How much of what you know is the product of rational thought and how much of what you know was programmed into you by others? This is a question that I have been tossing around for quite some time. There are many things that I have believed over the years that I eventually realized weren’t the product of rational thought but simply things somebody else told me.

This question is especially relevant when discussing political matters. Take the debate over government controlled healthcare for instance. Most people living in countries with state controlled healthcare believe that the only alternative is no healthcare whatsoever (unless you’re rich). Here in the United States the idea of government controlled healthcare is catching on more every day. But did most of the people arguing in favor of government controlled healthcare conclude that it was the best option after a great deal of research and thought or are they just parroting what they were programmed to parrot:

“The National Health Service is the closest thing the English have to a religion,” Margaret Thatcher’s Chancellor Nigel Lawson famously once observed. However, given the swivel-eyed fanaticism with which its supporters will defend it, even from the overwhelming evidence of its shortcomings, at this point it might be more accurate to describe the NHS as Britain’s national cult.

The utterly unparalleled degree of moral outrage which greets any criticism of the NHS bespeaks the decades of propaganda — in the state’s schools, from the state’s politicians, and on the state’s news and media outlets — which have taught the British people to believe that the only alternative to a state-controlled healthcare monopoly is for the poor to die in the streets. So pervasive has this myth become that the Labour party has been able to base its entire electoral strategy, for decades, on painting themselves as the only party that truly cares about ‘our NHS’, and a recent survey found that, when asked ‘What makes you proud to be British’, the NHS was the nation’s most common answer by a considerable margin. All this has led to a situation wherein the desperately needed reforms to Britain’s healthcare system cannot even be discussed, due to the irrational overflowing of blind rage and uncomprehending contempt that greets any criticism of Britain’s ultimate sacred cow.

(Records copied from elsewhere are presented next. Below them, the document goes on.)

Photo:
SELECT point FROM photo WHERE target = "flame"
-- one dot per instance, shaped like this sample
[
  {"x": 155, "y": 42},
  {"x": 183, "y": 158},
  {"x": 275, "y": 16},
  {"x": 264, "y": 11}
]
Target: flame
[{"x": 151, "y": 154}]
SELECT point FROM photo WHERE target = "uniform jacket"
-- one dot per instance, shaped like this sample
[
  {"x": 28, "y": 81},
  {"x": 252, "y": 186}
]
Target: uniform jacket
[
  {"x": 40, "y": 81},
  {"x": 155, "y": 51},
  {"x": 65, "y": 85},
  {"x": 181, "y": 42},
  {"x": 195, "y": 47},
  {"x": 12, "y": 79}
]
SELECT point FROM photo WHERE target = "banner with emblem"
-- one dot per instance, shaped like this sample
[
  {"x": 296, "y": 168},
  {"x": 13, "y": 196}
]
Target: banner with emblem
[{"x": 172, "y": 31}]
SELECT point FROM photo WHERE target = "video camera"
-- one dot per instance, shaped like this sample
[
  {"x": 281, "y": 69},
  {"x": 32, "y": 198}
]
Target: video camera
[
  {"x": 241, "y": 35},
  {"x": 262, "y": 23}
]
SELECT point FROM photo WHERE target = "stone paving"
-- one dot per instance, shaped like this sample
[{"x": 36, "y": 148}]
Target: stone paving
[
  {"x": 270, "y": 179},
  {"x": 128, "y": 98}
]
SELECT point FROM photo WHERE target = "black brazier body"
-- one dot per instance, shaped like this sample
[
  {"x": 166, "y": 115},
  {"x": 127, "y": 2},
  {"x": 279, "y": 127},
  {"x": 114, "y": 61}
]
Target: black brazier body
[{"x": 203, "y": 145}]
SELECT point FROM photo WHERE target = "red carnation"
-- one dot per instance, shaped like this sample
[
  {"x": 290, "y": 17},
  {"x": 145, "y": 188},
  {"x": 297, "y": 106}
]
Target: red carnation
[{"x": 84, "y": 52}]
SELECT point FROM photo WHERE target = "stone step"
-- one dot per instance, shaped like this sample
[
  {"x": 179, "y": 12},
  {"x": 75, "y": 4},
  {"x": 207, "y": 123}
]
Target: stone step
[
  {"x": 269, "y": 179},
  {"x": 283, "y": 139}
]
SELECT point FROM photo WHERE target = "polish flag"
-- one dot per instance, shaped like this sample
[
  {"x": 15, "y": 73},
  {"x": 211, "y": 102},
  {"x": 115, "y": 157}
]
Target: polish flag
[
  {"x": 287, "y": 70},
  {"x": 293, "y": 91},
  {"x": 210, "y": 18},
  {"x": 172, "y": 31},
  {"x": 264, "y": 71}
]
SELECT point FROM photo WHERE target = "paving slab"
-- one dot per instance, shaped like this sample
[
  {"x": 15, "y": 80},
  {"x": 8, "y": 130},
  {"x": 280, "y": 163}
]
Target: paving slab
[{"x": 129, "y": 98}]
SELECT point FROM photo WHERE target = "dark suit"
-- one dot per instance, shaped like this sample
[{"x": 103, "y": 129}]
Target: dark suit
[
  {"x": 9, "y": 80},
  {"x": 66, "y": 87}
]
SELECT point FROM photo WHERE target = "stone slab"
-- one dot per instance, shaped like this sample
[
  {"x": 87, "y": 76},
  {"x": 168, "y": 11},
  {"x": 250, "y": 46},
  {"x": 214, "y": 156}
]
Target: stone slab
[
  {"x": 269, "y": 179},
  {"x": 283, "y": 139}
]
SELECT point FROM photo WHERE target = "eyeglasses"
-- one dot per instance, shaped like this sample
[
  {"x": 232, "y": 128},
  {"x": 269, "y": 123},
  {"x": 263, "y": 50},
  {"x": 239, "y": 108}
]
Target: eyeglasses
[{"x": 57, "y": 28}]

More often than not, when I debate the topic of government controlled healthcare with a proponent their arguments don’t run very deep. They usually involve parroting the propaganda. If I bring up an angle that isn’t covered by the propaganda, the proponent usually falters because they don’t have a foundational understand of their belief. They haven’t really thought about it. They haven’t researched it. The knowledge was programmed into them by others and they mindlessly run with it.

I should note that I’m not making a criticism. Each and every one of us has a head full of programming. However, relying primarily on programming necessarily limits you. Case in point, the government controlled healthcare debate. A lot of data exists showing that government controlled healthcare isn’t the be all, end all that many of its supports claim it to be. If they’ve actually taken some time and put some thought into their belief then they might be able to rebut that data. Most supporters though are unable to provide a meaningful rebuttal because they don’t really understand the issue since they’ve given it little or no thought.

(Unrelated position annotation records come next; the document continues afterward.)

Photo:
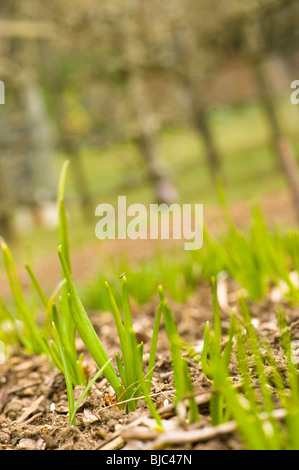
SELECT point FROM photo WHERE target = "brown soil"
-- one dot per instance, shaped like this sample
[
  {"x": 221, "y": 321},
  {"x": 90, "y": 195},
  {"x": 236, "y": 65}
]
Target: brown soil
[{"x": 33, "y": 400}]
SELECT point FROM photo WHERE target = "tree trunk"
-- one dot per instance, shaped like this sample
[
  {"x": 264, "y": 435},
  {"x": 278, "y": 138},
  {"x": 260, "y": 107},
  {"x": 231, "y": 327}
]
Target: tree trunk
[{"x": 283, "y": 149}]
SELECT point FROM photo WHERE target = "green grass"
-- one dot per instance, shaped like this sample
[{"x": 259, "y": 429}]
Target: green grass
[{"x": 256, "y": 259}]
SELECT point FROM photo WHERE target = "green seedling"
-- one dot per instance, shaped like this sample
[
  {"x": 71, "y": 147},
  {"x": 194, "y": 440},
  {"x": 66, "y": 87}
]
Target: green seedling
[
  {"x": 133, "y": 381},
  {"x": 182, "y": 380}
]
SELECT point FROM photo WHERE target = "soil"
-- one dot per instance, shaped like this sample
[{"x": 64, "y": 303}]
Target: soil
[{"x": 33, "y": 400}]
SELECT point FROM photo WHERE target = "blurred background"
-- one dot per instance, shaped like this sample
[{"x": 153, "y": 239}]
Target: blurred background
[{"x": 154, "y": 100}]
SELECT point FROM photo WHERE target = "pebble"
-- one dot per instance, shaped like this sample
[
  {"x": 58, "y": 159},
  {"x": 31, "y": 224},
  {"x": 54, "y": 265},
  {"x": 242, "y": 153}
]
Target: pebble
[{"x": 30, "y": 444}]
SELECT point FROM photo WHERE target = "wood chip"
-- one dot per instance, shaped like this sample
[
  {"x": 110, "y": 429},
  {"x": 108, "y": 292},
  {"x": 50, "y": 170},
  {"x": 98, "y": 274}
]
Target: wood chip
[{"x": 30, "y": 410}]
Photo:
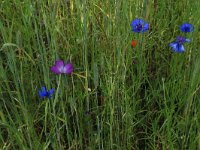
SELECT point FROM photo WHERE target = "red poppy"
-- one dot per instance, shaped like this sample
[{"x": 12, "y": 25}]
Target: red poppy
[{"x": 133, "y": 43}]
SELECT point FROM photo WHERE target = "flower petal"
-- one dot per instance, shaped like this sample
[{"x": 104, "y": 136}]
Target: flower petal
[
  {"x": 68, "y": 69},
  {"x": 187, "y": 27},
  {"x": 146, "y": 27},
  {"x": 177, "y": 47},
  {"x": 55, "y": 69},
  {"x": 187, "y": 40},
  {"x": 51, "y": 91}
]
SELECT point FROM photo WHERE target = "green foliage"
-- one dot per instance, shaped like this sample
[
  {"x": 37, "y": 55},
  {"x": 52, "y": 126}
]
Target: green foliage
[{"x": 145, "y": 97}]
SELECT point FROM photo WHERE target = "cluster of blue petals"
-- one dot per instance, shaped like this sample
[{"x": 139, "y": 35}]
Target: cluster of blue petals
[{"x": 177, "y": 46}]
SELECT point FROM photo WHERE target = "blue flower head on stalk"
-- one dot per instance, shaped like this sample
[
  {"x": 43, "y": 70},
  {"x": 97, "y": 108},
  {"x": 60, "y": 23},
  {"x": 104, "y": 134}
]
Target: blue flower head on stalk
[
  {"x": 187, "y": 27},
  {"x": 139, "y": 25},
  {"x": 177, "y": 45},
  {"x": 44, "y": 93}
]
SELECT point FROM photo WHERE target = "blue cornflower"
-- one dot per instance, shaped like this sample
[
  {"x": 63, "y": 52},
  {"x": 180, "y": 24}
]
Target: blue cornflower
[
  {"x": 187, "y": 27},
  {"x": 177, "y": 45},
  {"x": 44, "y": 93},
  {"x": 139, "y": 25}
]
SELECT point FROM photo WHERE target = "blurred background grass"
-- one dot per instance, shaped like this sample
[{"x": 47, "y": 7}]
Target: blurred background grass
[{"x": 118, "y": 97}]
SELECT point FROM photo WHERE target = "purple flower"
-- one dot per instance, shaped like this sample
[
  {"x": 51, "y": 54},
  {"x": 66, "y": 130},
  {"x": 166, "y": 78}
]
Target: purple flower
[
  {"x": 139, "y": 25},
  {"x": 187, "y": 27},
  {"x": 177, "y": 45},
  {"x": 60, "y": 67},
  {"x": 44, "y": 93}
]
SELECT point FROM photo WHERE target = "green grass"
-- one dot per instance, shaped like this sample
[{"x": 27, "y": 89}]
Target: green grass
[{"x": 139, "y": 98}]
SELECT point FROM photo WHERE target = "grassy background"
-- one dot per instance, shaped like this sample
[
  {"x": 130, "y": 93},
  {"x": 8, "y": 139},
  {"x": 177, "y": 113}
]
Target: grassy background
[{"x": 118, "y": 97}]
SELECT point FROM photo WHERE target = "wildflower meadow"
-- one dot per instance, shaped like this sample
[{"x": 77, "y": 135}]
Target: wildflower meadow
[{"x": 99, "y": 75}]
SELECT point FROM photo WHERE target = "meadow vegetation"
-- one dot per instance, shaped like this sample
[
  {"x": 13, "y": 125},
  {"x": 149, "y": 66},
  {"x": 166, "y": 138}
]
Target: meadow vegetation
[{"x": 118, "y": 96}]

We see the same thing with a lot of religious individuals as well. Most people inherit their religious beliefs from their parents (i.e. their parents programmed that belief into them). How many Christians do you know who seem to know next to nothing about Christianity? I know quite a few. Hell, I was raised Catholic and can say that most of the people who attended the same church as I did knew next to nothing about Catholicism (even my Sunday school teachers, all of who were volunteer parents, knew very little). These people never gave their belief the same careful thought as Thomas Aquinas.

From the standpoint of individualism this question takes a more interesting turn. If you consider yourself an individualist, wouldn’t it make more sense for you to act on the knowledge you’ve acquired over rational though rather than the information programmed into you by others? One thing that I’ve become better at and am constantly working to improve is analyzing my beliefs to determine whether or not they are beliefs that I’ve actually come to due to rational thought or were programmed into me. The best way I’ve found to determine which of the two categories a belief belongs to is to analyze the opposite position in depth. If you understand the arguments against your belief and can make counterarguments that support your belief then you have necessarily given at least some rational thought to the belief. Maybe you decided that your belief was incorrect or maybe you were able to come up with counterarguments against the criticisms of your belief. Either way, you’ve at least given your belief some rational thought and can therefore say it is, at least in part, yours by your own volition.

I believe that an important part of becoming a self-actualized individual is constantly analyzing your beliefs and trying to learn about other beliefs. I won’t claim that rational thought will inevitably lead one to my conclusions. In fact, your conclusions will almost certainly differ from mine to some degree. However, by analyzing your beliefs and other beliefs you can say that you believe what you do because of your actions, not somebody else’s.